There may be some high-end talent available on the job market thanks to the meltdown in the financial sector, but Teodoro said there tends to be little movement into or out of the healthcare IT sector.

He also pointed out that healthcare, in general, has been "more a follower than a leader" in IT. That was an issue when the Health Insurance Portability and Accountability Act (HIPAA) first passed. Though HIPAA was originally passed in 1996, the section that has had the most impact on the healthcare industry, Title II, didn't actually come into effect until April 2005. And healthcare IT people say that's when most of the healthcare market – particularly the smaller and midsized enterprises – began embracing the storage technologies that other industries had been using for years.

The effects of that lag in networked storage adoption are still felt as the industry responds to new requirements, Teodoro said. "VMware has been around five or six years, but right now is when people in healthcare are starting to adopt it."

Some healthcare IT administrators are still dealing with policy questions raised by the requirement to digitize records. "How do you guarantee that the data-retention period will be protected and original information not changed?" said Michael Quinn, director of data management information services at Lawrence & Memorial Hospital in New London, Conn. "[There are also] decisions to be made as to [whether] we try to go back in time and scan records, or [do we] just start cold turkey at the deployment date?"

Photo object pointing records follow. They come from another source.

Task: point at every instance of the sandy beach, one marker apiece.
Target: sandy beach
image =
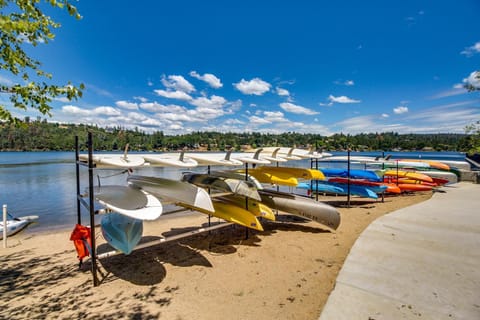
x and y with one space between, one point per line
285 272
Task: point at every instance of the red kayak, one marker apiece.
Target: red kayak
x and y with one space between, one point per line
414 187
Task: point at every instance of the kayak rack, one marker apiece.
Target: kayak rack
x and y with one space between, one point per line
89 205
167 239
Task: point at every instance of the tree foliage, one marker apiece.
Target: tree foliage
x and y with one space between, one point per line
41 135
22 23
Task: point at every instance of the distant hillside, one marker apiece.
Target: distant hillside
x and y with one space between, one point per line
42 136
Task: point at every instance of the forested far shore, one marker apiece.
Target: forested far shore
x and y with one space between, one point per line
41 135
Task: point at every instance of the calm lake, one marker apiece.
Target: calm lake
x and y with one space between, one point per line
44 183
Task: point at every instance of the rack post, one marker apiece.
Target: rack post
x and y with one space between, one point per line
90 204
77 171
91 210
4 226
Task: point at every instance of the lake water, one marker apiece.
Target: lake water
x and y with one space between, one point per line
44 183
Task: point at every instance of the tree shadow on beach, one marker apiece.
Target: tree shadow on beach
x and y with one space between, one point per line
146 266
36 286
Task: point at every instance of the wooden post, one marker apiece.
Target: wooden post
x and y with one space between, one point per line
348 178
91 210
77 170
4 225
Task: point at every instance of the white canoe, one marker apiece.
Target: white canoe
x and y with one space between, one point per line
170 160
17 224
115 160
129 201
176 191
214 159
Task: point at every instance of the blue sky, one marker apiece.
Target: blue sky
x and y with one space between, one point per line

Either way, he said, digitization will cause "huge additions to storage needs … and staffing needs." Lawrence & Memorial will try to cut costs by using temporary workers for scanning, but must first decide what data will be scanned. "We are purchasing another eight nodes [approximately 15 TB usable] of disk space for each of our [EMC Corp.] Centeras and will have to evaluate if this will get us through our current budget period," Quinn said.

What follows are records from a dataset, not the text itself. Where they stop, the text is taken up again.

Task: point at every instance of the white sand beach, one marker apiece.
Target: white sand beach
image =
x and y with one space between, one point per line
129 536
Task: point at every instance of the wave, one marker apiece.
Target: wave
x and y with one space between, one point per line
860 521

Some health institutions are still waiting to get the budget to take on new IT projects. Miley Davis, technical systems administrator at OSF Healthcare System in Peoria, Ill., said her company has implemented a budget and hiring freeze.

"I haven't heard anything yet" from upper management about a digitization project, she said. "We're just going to kind of have to wait to see what comes."

OSF Healthcare System already archives emails and some other documents with Symantec Corp.'s Enterprise Vault, which is projected to double in capacity this year to 10 TB. How the company will keep up with that data growth, regardless of digital health records, is "a good question" right now, Davis said.